Each officer responded nobly. One by one they went to their scanty board, and, taking the lion's share therefrom, gladly contributed it to the soldiers whom Neal Dow had visited. The officer whose story I am writing had consumed all the contents of his box except three pieces of dried beef. Two of these he sent to the camp across the river, keeping one for himself. The next day he began cutting into the last piece. Two days later, and the day before Christmas, he was hacking away at the meat, getting a few chips for his dinner. The knife struck a hard substance. A minute later he pulled out the vial which loving hands had placed in this singular receptacle, and cautiously withdrew the two Lincoln pictures for which he had written. They had finally reached him, almost by a miracle.

"Just in time for a Christmas dinner," was the first thought and exclamation. He sold one of the $10 bills for $150 Confederate money, and got the prison keeper to buy him from the market the materials for his contemplated feast. The next day Col. A. K. Dunklee, now secretary of internal affairs of Pennsylvania, invited Capt. John C. Johnson, 149th Pennsylvania, and Lieutenant Fellows of the same regiment, to enjoy the good cheer with him. Here is the bill of fare and the cost of each item.

One chicken, $12; one dozen eggs, $12; half pound of sugar, $4; a few potatoes, $3; one pound of butter, $12; total, $43.

This spread was the envy of all the prisoners in Libby, and it was divided among them as far as it would go. Not a dozen officers had anything but prison fare. Col. J. M. Sanderson, commissary of subsistence on General Reynolds's staff, who had friends in Richmond, had a turkey sent to him-the only one in the prison. A Massachusetts officer, who had received a ham from home, and in cutting into it had found it stuffed with gold dollars, was also one of the fortunate ones, and had something that resembled a dinner in his New England home.

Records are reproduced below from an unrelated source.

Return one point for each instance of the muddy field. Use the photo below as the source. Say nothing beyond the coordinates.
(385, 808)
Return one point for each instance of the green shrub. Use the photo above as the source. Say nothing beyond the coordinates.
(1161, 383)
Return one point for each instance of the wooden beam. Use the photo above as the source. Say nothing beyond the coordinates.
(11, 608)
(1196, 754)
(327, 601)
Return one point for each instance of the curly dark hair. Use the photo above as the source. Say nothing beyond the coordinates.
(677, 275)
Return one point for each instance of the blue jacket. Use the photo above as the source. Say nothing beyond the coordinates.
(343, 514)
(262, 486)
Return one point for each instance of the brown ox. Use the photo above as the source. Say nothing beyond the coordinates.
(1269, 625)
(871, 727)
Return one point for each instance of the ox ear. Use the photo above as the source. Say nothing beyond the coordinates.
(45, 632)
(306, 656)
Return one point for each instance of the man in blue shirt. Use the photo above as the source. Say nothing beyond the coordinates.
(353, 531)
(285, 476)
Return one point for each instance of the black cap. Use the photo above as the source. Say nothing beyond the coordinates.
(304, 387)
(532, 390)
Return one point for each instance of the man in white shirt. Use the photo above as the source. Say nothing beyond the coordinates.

Instances of this kind in this holiday dinner in Libby were not numerous, but they were striking. Columns might be written of the scenes before and after Christmas, but the plain story is the best. Hundreds who were there are still living, and will

recall them as though they transpired only yesterday. The events of that time are indelibly engraved on their memory.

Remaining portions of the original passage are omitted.